It seemed then quite clear that a friendship with Pompey need involve no wrong to the republic, and that an allegiance to Caesar implied no hostility to Pompey—such, at that time, was their union. But now, as you show and as I plainly see, there will be a duel to the death; and each, unless one of them is feigning, regards me as his. Pompey has no doubt of it, for he knows that I approve of his political principles. Moreover, I have a letter from each of them, arriving at the same time as yours, indicating that neither of them values anyone more than me. What am I to do?
If the worst comes to the worst, I know what to do. In the case of civil war I am clear that it is better to be conquered with the one than to conquer with the other. But I am in doubt how to meet the questions which will be in active discussion when I arrive—whether he may be a candidate in his absence from Rome, whether he must not dismiss his army, and so on. When the president calls my name in the senate—“Speak, Marcus Tullius!” am I to say, “Please wait until I have had a talk with Atticus”?
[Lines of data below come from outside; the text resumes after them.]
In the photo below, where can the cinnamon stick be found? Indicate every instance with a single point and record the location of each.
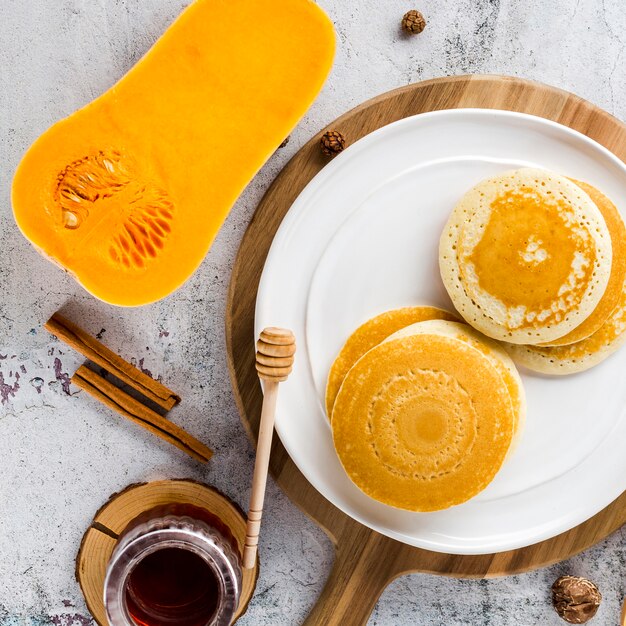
(88, 346)
(126, 405)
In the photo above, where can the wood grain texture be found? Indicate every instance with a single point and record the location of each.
(100, 539)
(365, 560)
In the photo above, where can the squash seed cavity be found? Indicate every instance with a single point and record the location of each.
(137, 214)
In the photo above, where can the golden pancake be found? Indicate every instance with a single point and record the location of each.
(580, 356)
(489, 348)
(422, 422)
(370, 334)
(612, 293)
(525, 256)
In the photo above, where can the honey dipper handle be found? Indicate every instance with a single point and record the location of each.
(274, 359)
(264, 446)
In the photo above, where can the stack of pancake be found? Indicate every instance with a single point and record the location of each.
(425, 409)
(538, 261)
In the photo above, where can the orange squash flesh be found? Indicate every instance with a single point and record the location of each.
(129, 192)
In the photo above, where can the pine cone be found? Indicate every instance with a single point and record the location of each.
(413, 22)
(575, 599)
(332, 142)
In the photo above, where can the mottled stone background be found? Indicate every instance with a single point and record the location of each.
(61, 455)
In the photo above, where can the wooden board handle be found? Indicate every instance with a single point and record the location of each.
(357, 579)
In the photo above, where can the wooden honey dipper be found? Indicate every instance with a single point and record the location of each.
(274, 360)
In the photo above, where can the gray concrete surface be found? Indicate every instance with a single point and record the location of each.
(61, 456)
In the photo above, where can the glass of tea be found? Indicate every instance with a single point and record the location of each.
(174, 565)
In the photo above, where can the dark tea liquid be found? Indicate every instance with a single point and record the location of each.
(172, 586)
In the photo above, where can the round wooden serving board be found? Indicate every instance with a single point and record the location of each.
(366, 561)
(123, 507)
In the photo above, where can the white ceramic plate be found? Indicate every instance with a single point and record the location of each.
(361, 239)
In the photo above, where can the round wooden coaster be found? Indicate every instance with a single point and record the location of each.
(99, 540)
(366, 561)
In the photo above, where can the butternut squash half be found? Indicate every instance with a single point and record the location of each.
(129, 192)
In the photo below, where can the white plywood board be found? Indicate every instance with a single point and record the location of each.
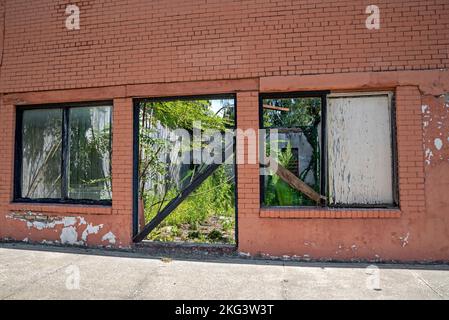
(360, 150)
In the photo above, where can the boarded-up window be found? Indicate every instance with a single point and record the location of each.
(359, 137)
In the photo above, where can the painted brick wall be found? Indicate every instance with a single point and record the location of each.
(167, 46)
(140, 41)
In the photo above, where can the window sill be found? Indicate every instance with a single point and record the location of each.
(61, 209)
(330, 213)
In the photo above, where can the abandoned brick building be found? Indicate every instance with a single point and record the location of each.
(384, 93)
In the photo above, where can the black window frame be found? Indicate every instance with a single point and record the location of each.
(324, 95)
(18, 157)
(136, 127)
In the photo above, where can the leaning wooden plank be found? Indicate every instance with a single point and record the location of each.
(174, 203)
(267, 106)
(295, 182)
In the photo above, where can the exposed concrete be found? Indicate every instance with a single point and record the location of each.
(39, 272)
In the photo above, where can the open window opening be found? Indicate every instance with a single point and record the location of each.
(186, 170)
(334, 150)
(297, 150)
(63, 154)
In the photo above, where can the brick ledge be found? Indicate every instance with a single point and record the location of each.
(330, 213)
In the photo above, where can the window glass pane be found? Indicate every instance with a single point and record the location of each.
(41, 153)
(360, 150)
(298, 148)
(90, 153)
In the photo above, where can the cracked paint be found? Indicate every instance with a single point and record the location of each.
(109, 237)
(70, 227)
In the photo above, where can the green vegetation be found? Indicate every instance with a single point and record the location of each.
(304, 116)
(208, 214)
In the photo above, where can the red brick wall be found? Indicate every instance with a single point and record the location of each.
(140, 41)
(164, 47)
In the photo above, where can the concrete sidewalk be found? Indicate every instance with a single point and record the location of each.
(39, 272)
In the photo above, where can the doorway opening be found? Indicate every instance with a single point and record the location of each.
(184, 170)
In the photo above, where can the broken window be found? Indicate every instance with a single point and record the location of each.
(64, 154)
(331, 149)
(186, 188)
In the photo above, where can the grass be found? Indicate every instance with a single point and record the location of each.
(206, 216)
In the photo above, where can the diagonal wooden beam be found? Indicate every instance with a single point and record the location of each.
(267, 106)
(296, 183)
(174, 203)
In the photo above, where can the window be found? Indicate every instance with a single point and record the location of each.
(64, 154)
(297, 121)
(335, 150)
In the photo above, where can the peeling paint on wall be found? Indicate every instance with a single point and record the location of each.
(436, 129)
(69, 233)
(110, 237)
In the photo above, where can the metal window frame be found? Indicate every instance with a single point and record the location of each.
(323, 152)
(136, 126)
(65, 150)
(394, 149)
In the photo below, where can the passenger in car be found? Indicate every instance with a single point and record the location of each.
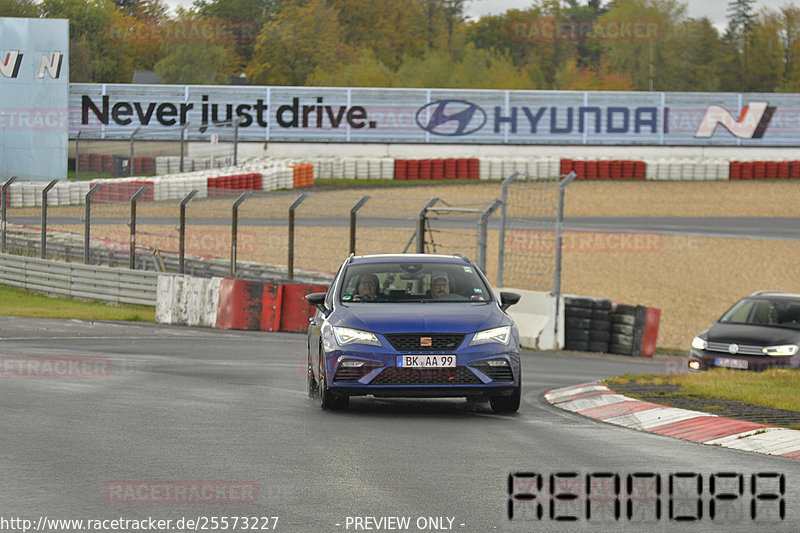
(367, 287)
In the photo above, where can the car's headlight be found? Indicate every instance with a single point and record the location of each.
(699, 344)
(783, 350)
(345, 336)
(499, 335)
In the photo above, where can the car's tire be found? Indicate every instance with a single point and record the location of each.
(622, 309)
(577, 301)
(312, 383)
(621, 339)
(577, 312)
(577, 346)
(625, 329)
(601, 325)
(628, 320)
(620, 349)
(577, 335)
(578, 323)
(327, 400)
(507, 404)
(598, 346)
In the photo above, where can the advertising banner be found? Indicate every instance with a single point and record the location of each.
(360, 115)
(34, 91)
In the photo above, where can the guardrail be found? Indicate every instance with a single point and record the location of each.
(115, 285)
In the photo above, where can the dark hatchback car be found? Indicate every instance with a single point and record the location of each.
(413, 325)
(760, 331)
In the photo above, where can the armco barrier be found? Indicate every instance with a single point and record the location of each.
(239, 304)
(295, 310)
(271, 298)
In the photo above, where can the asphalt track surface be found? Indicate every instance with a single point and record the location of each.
(182, 404)
(734, 227)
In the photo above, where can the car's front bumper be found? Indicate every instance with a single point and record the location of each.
(707, 360)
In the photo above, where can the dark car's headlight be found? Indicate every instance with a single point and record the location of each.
(784, 350)
(699, 344)
(345, 336)
(499, 335)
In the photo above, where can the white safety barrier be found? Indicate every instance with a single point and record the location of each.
(186, 300)
(541, 325)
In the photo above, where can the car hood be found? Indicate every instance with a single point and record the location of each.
(431, 317)
(752, 335)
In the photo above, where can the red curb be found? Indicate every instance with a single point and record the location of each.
(604, 412)
(705, 428)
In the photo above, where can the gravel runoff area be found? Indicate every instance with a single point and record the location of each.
(691, 279)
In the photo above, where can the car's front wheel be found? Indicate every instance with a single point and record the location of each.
(327, 400)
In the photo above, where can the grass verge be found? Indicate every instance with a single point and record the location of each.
(777, 388)
(18, 302)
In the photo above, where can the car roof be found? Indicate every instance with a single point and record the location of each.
(407, 258)
(775, 294)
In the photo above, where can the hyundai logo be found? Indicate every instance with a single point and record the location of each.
(451, 118)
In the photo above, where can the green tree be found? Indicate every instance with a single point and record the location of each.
(19, 8)
(652, 64)
(198, 63)
(95, 23)
(303, 40)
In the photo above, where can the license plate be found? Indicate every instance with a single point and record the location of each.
(426, 361)
(727, 362)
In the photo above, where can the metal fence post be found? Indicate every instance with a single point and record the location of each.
(44, 217)
(87, 220)
(77, 155)
(290, 261)
(183, 139)
(483, 222)
(130, 161)
(235, 228)
(236, 140)
(559, 231)
(421, 225)
(182, 234)
(353, 212)
(3, 205)
(502, 244)
(134, 198)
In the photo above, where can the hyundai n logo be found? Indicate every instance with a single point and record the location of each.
(751, 124)
(50, 64)
(452, 118)
(10, 66)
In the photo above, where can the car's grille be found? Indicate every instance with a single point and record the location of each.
(744, 349)
(344, 373)
(415, 342)
(496, 373)
(426, 376)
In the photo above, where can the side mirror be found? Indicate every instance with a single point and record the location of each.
(317, 299)
(507, 299)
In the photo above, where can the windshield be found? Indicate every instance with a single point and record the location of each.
(413, 282)
(764, 312)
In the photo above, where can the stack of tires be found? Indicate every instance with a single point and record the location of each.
(623, 327)
(587, 324)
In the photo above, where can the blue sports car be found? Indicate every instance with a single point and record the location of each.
(413, 325)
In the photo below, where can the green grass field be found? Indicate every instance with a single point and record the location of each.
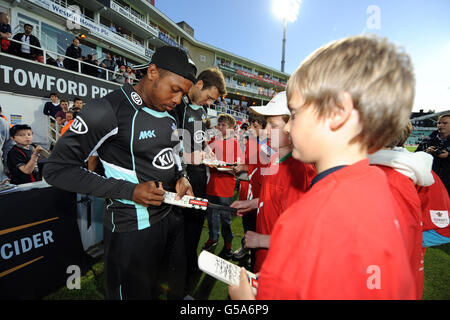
(437, 276)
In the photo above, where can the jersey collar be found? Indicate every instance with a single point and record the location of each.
(133, 97)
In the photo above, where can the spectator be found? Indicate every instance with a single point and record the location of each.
(139, 75)
(130, 76)
(52, 107)
(121, 61)
(2, 116)
(438, 145)
(73, 51)
(5, 31)
(61, 115)
(108, 63)
(221, 184)
(59, 62)
(23, 158)
(120, 77)
(77, 103)
(70, 116)
(4, 137)
(90, 68)
(23, 49)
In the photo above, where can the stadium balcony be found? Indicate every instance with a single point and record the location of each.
(27, 84)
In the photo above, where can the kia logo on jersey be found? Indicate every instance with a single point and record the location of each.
(164, 159)
(78, 126)
(136, 98)
(440, 218)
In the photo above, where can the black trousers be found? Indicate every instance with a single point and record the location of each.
(135, 262)
(193, 218)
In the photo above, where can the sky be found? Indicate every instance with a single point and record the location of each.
(249, 28)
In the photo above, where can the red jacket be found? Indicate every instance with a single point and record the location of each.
(341, 240)
(410, 218)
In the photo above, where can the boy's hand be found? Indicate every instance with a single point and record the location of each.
(243, 291)
(147, 193)
(256, 240)
(183, 187)
(36, 151)
(240, 168)
(245, 206)
(443, 154)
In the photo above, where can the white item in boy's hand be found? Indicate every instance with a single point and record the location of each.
(224, 270)
(186, 201)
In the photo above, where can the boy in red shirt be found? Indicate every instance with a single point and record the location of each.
(342, 239)
(221, 185)
(255, 159)
(287, 179)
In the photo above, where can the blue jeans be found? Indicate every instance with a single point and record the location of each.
(215, 216)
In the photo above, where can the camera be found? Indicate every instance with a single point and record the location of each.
(439, 149)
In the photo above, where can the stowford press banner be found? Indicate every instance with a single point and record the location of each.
(35, 79)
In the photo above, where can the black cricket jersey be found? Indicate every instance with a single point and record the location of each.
(133, 142)
(191, 118)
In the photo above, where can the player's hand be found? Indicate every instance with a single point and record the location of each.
(37, 149)
(243, 291)
(245, 206)
(183, 187)
(240, 168)
(146, 193)
(443, 155)
(431, 150)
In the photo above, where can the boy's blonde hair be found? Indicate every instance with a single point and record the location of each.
(223, 117)
(378, 76)
(400, 140)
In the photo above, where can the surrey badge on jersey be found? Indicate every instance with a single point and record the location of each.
(440, 218)
(164, 159)
(78, 126)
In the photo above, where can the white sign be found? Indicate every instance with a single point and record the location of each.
(133, 18)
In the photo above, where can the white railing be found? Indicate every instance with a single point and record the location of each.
(228, 110)
(53, 130)
(263, 92)
(110, 75)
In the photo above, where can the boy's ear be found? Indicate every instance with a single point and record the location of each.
(342, 111)
(199, 84)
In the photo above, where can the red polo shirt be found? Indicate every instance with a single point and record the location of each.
(341, 240)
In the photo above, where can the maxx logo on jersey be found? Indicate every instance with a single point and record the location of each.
(164, 159)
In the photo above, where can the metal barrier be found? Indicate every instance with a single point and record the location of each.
(53, 130)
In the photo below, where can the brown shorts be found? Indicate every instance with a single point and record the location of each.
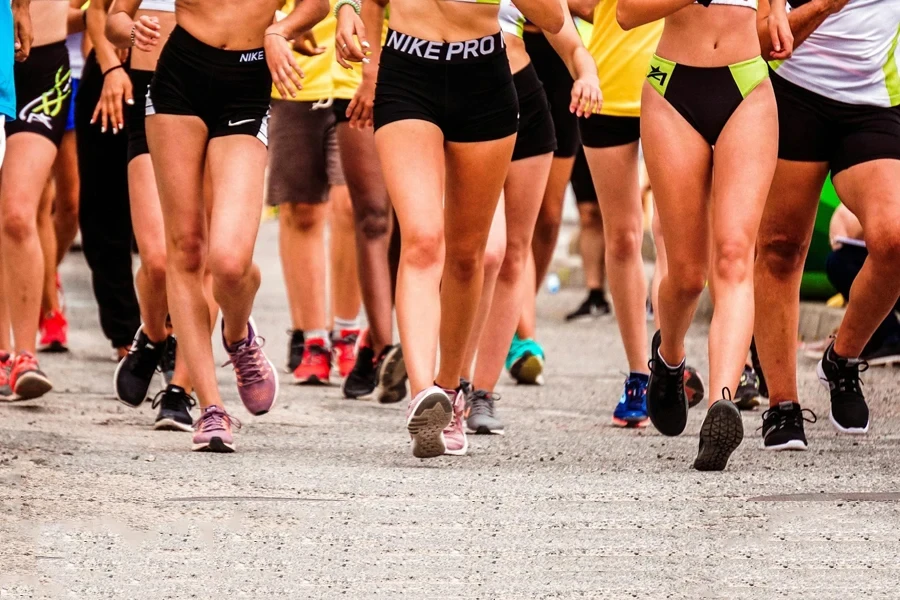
(303, 153)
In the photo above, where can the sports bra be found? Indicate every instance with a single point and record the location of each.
(512, 20)
(160, 5)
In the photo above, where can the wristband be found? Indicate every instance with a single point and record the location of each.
(341, 3)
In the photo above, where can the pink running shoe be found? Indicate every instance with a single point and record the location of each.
(212, 431)
(256, 376)
(455, 439)
(427, 416)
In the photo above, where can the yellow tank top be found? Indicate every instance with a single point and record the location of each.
(622, 59)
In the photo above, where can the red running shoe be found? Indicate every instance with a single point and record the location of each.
(344, 347)
(54, 332)
(316, 364)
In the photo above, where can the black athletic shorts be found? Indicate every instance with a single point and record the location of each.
(536, 133)
(554, 74)
(228, 89)
(605, 131)
(43, 93)
(813, 128)
(465, 88)
(137, 135)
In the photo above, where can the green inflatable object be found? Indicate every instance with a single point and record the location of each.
(815, 285)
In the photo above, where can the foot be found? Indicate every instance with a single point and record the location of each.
(849, 411)
(174, 409)
(667, 402)
(135, 372)
(26, 378)
(631, 411)
(316, 364)
(747, 396)
(343, 346)
(481, 415)
(720, 435)
(212, 431)
(525, 361)
(783, 427)
(54, 331)
(295, 350)
(256, 377)
(390, 371)
(429, 413)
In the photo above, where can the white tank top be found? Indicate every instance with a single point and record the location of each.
(511, 19)
(852, 57)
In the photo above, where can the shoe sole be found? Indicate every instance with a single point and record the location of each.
(427, 423)
(722, 432)
(214, 445)
(820, 373)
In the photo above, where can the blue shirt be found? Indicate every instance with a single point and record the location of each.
(7, 61)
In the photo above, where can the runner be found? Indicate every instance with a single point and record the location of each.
(445, 121)
(719, 143)
(207, 108)
(523, 190)
(839, 110)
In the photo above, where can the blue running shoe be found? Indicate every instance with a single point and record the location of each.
(631, 411)
(525, 361)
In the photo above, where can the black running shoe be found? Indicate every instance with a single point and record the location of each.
(783, 426)
(167, 363)
(390, 369)
(295, 350)
(849, 412)
(666, 401)
(174, 409)
(720, 435)
(361, 382)
(747, 395)
(135, 372)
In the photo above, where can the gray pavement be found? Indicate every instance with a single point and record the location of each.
(324, 500)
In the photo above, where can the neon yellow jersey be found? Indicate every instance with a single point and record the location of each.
(622, 59)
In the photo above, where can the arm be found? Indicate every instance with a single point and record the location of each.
(803, 21)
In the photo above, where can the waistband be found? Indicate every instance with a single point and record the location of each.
(446, 52)
(182, 41)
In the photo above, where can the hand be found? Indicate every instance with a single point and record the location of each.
(116, 90)
(146, 33)
(283, 65)
(22, 31)
(586, 97)
(305, 44)
(346, 48)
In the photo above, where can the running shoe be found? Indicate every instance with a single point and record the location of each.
(26, 378)
(631, 411)
(390, 369)
(667, 402)
(783, 426)
(525, 361)
(295, 350)
(595, 305)
(720, 435)
(256, 377)
(694, 388)
(455, 441)
(849, 411)
(175, 406)
(747, 395)
(362, 380)
(54, 331)
(212, 431)
(316, 364)
(429, 413)
(481, 414)
(343, 346)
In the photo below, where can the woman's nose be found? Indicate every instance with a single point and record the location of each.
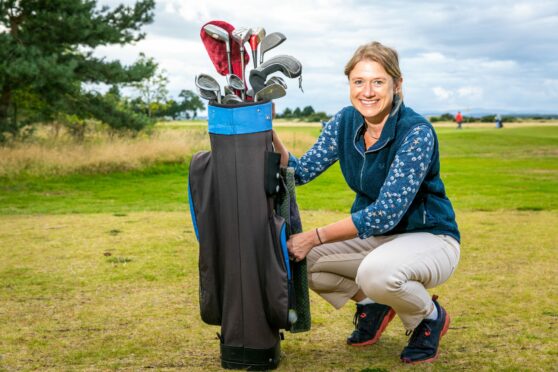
(367, 90)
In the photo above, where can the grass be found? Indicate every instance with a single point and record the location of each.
(99, 267)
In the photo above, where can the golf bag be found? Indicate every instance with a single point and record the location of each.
(246, 278)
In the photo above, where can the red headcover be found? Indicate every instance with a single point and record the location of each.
(218, 52)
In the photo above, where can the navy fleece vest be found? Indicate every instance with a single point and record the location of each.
(365, 172)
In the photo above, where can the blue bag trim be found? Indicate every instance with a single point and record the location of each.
(192, 212)
(285, 250)
(245, 119)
The time for hedging has passed. Shall it be against Caesar? What then becomes of our pledges to one another? Or shall I change my political opinions? I could not face Pompey, nor men and women—you yourself would be the first to reproach me. You may laugh at what I am going to say. How I wish I were even now back in my province! Though nothing could be more disagreeable. By the way, I ought to tell you that all those virtues which adorned the early days of my government, which your letters praised to the skies, were very superficial. How difficult a thing is virtue!
To L. Papirius Rome, B.C. 46
I am writing at dinner at the house of Volumnius; we lay down at three o’clock; your friends Atticus and Verrius are to my right and left. Are you surprised that we pass the time of our bondage so gaily? What else should I do? Tell me, student of philosophy! shall I make myself miserable? What good would it serve, or how long would it last? But you say, “Spend your days in reading.” As a matter of fact, I do nothing else; it’s my only way to keep alive. But one cannot read all day; and when I have put away my books I don’t know any better way of spending the evening than at dinner.
I like dining out. I like to talk without restraint, saying just what comes to my tongue, and laughing care and sorrow from my heart. You are no more serious yourself. I heard how you mocked a grave philosopher when he invited questions: you said that the question that haunted your mornings was, “Where shall I dine to-day?” He thought, poor fool, that you were going to ask whether there was one heaven or many.
I give part of the day to reading or writing; then, not to shut myself up from my friends, I dine with them. You need not be afraid of my coming; you will receive a guest of more humour than appetite.